Descrizione
Olio su tela, cm. 50×70
Valeria Luschi, con il suo caldo realismo contemporaneo, ci offre una visione poetica e vibrante della storica Piazza Garibaldi, un luogo che racchiude in sé le contraddizioni e il fascino di Livorno. Punto di connessione tra la città degradata e la Livorno dei fossi e delle fortezze, la piazza racconta una storia di passaggio e trasformazione, sospesa tra passato e presente.

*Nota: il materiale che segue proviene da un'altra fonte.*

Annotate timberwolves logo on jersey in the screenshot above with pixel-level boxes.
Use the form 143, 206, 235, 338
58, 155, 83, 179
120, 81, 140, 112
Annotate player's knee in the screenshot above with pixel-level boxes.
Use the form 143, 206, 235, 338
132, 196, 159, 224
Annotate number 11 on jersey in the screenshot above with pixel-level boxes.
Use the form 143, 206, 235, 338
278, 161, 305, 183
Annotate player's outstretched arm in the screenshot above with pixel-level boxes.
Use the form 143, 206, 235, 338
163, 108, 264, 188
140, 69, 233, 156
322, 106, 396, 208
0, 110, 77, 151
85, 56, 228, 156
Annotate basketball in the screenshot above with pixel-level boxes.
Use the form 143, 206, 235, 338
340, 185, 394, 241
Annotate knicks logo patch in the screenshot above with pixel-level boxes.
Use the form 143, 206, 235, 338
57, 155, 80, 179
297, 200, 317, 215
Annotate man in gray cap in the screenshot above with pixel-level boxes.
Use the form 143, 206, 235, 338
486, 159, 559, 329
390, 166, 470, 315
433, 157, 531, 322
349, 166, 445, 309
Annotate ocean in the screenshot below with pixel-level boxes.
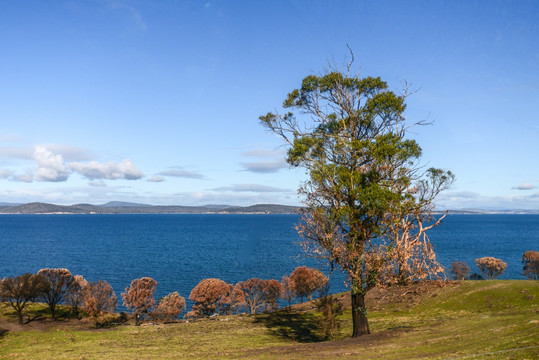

In una luce autunnale che avvolge ogni angolo, la statua di Garibaldi, opera dello scultore Augusto Rivalta, emerge con fierezza al centro della scena. Di fronte, le baracchine del mercatino rionale, chiuse in quello che sembra essere un tranquillo mattino domenicale. Pochi passanti e ragazzi passeggiano nell’aria fresca, lasciando che la quiete del momento contrasti con la vivacità che solitamente caratterizza questo luogo.
Una volta cuore pulsante del commercio livornese e simbolo di un borgo fiorente, l’antico Borgo Reale, il più grande dei borghi al di fuori della cinta muraria medicea costruito alla fine del settecento, oggi Piazza Garibaldi è divenuta un emblema di sfide sociali e trasformazioni. Valeria Luschi cattura questo contrasto con delicatezza e maestria, interpretando l’atmosfera del luogo con un realismo che narra ogni dettaglio, ma allo stesso tempo con una sensibilità che rende il quadro un vero e proprio racconto visivo. La piazza, un tempo animata dai ricchi commercianti, oggi riflette le complessità della città, divenendo un punto di riflessione su ciò che è stato e su ciò che sarà.
Con il suo tocco, Valeria Luschi riesce a infondere poesia anche nei particolari più semplici, regalandoci uno sguardo intimo e affettuoso su un angolo della città spesso discusso, ma che continua a pulsare nel cuore di ogni livornese.